Approaches to streamline data between systems of record and Elasticsearch:
- Batch: Set up a scheduled job to sync systems of record with Elasticsearch on a predetermined interval. This can be done easily with Logstash JDBC inputs.
- Real-time: This method allows for near real-time synchronization between the two databases. This can be as simple as writing data twice from the application. Beats and Logstash can do this as well as they support incoming API calls using TCP connections. There are also several open source change data capture (CDC) projects that aim to help out with propagating changes in a SoR to Elasticsearch. An architectural pattern related to the speed layer is Command Query Responsibility Segregation (CQRS).

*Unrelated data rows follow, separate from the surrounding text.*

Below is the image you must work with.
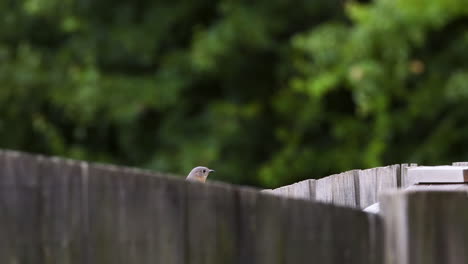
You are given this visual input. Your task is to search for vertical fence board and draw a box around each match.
[39,158,86,264]
[254,194,287,264]
[285,202,382,264]
[359,165,400,208]
[0,152,390,264]
[289,180,311,200]
[382,191,468,264]
[0,151,44,264]
[156,174,187,264]
[315,176,333,203]
[186,182,237,264]
[330,170,359,207]
[236,188,263,264]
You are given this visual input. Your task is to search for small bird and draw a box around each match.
[186,166,215,182]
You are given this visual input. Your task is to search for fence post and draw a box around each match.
[381,191,468,264]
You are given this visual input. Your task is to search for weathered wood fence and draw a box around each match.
[0,151,468,264]
[263,163,416,209]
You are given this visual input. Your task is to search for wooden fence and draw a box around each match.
[0,151,383,264]
[263,163,416,209]
[0,151,468,264]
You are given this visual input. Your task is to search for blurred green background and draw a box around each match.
[0,0,468,187]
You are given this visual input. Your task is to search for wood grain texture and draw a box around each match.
[359,165,400,208]
[0,151,44,263]
[186,182,237,264]
[452,161,468,166]
[398,163,418,189]
[0,152,383,264]
[382,191,468,264]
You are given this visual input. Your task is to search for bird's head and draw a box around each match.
[187,166,214,182]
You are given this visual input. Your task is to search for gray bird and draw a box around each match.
[186,166,214,182]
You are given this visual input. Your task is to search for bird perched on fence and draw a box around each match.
[186,166,214,182]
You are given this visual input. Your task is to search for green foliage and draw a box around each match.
[0,0,468,186]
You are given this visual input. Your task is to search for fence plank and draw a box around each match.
[382,191,468,264]
[39,158,86,264]
[452,161,468,166]
[0,151,44,263]
[254,194,288,264]
[331,170,359,207]
[398,163,418,189]
[186,182,237,264]
[0,152,382,264]
[359,165,400,208]
[315,176,333,203]
[285,201,382,264]
[289,180,315,200]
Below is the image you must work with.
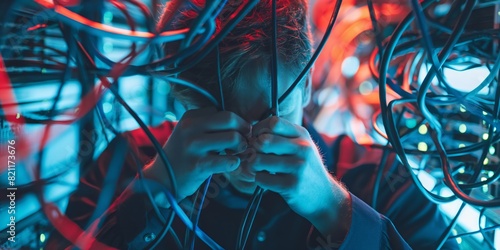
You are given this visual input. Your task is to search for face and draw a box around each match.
[225,61,309,194]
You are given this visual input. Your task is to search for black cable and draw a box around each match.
[366,0,384,61]
[271,0,279,116]
[449,224,500,239]
[478,207,496,250]
[435,202,466,249]
[278,0,342,103]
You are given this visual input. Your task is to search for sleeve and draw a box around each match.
[337,138,459,249]
[46,122,177,249]
[308,194,411,249]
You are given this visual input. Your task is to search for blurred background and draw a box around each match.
[0,0,500,249]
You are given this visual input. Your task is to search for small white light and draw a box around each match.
[359,81,373,95]
[483,133,489,141]
[165,112,177,121]
[458,123,467,134]
[102,11,113,24]
[417,142,427,152]
[102,42,113,53]
[341,56,359,78]
[418,124,427,135]
[102,102,113,113]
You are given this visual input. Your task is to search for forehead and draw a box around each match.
[226,61,303,121]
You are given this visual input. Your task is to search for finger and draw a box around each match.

Not only is Rabobank searching faster than ever, they’re searching through more data than ever. With over 23 billion transactions spanning 80TB of data, Rabobank sees upwards of 200 events per second — over 10 million per day. And each query can span thousands of accounts, with corporate customers having over 5,000 accounts that they can now query at once. And being able to do all this without adding any extra operations to their costly mainframes has helped save them millions of euros per year.
More examples of systems of engagement:
- Enterprise resource planning (ERP): Offloading data sitting in ERP systems and making it available to customer agents, web portals, and mobile apps without having to touch the ERP, thus reducing the pressure on it.

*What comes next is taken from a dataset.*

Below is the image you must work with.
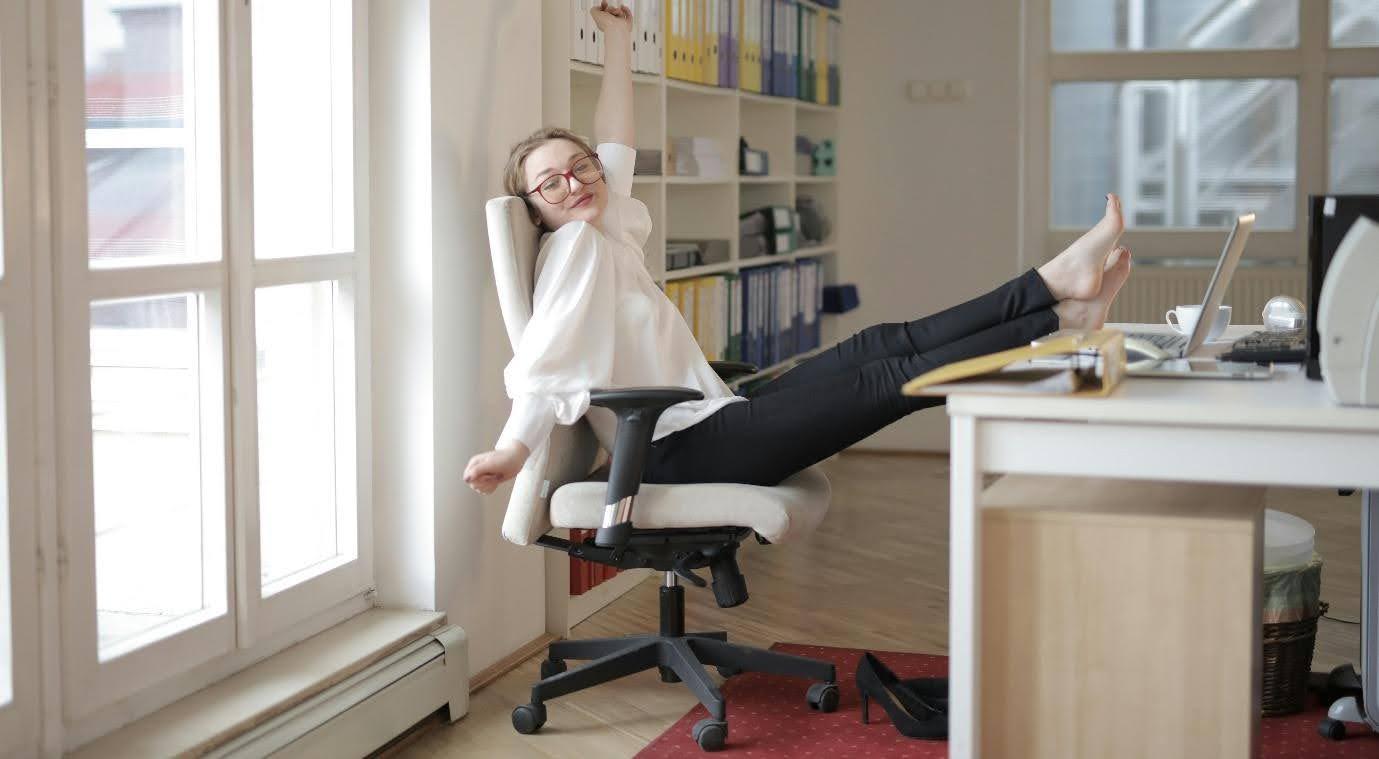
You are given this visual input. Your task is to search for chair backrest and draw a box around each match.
[484,196,598,545]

- Customer 360 / Know Your Customer (KYC) compliance: Combining data from many sources to bring together all information around an entity (entity centric), such as a person or a company. Royal Bank of Canada is a customer who implemented this with Elastic in a microservices architecture.
- Data virtualization and data lakes: Reducing the number of tools necessary to access a breadth of information.

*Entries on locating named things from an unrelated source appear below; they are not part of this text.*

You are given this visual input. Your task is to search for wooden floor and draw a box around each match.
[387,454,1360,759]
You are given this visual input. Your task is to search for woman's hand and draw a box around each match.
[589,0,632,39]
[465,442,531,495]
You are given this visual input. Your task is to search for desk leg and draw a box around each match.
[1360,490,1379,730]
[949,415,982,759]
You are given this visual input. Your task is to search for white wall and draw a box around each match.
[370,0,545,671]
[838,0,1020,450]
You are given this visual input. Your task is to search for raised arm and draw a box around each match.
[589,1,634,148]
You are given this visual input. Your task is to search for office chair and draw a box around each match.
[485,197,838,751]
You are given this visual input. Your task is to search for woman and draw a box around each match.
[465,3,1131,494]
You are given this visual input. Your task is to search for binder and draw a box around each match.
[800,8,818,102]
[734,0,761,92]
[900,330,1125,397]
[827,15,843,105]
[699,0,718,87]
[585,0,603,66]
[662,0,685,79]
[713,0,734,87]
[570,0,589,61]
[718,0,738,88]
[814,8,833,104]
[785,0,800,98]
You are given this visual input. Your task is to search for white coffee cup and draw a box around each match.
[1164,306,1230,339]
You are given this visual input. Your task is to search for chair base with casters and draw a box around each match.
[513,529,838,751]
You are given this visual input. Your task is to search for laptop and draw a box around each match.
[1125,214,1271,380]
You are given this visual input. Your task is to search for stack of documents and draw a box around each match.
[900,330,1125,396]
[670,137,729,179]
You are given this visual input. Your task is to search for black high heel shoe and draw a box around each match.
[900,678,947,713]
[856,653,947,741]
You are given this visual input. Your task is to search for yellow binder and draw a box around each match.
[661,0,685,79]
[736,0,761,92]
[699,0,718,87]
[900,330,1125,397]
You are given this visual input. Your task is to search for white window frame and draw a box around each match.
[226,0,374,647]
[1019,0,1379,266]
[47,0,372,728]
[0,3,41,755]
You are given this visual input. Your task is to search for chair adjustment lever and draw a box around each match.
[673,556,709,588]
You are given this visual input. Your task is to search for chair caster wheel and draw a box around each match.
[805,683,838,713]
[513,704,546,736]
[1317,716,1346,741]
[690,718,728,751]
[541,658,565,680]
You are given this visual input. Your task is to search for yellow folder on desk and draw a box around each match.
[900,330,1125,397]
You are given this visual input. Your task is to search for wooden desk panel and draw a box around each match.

- E-commerce: Using Elasticsearch as the sole datastore to run an e-commerce frontend: search, analytics, aggregations, suggestions, and forecasting.
- Fraud: Finding suspicious patterns in data requires putting all known facts about an entity in a single database, and then requires capabilities such as fuzzy matching, traversing relationships, correlation, and outlier detection.
The Elastic advantage
In real-life cases, Elastic has shown to:
- Simplify the existing SoR by offloading complex questions, reducing risk.
- Lower license costs of SoR, with the additional benefit of not getting charged for things like exceptional peak loads, seats, extensions, queries, or customers.
- Increase development output by improving access to skills, lower maintenance, and lower complexity.
All search cases are unique, yours included. Still, we can cluster search cases together over a number of attributes and let a couple of search use cases emerge.
Searchable data size
Site search, application search
Knowledge search: fraud, patents, legal, scientific, etc.
System of engagement, speed layer
Elasticsearch comes fully equipped with features for all these search challenges, including:
- Horizontal scalability: a document store that is fully cloud-ready and lets you scale the cluster as needed, for any workload.
- Flattened documents instead of star schemas, forgoing the need for expensive read-side joining of large sets of data.
- Sorted indices that store data in sequence along one or more sort columns, like time, so that those queries run even faster.
- Trimmed indices, which give the user full control over resource utilization including disk and memory needed to run the workload.
- Rollups and data frames, that allow for highly compressed indices optimized for aggregations, essentially pre-aggregating the raw data.
- Elasticsearch SQL, for making the transition easier for users starting with Elasticsearch but experienced in SQL, who will be able to create their queries in the language they are used to.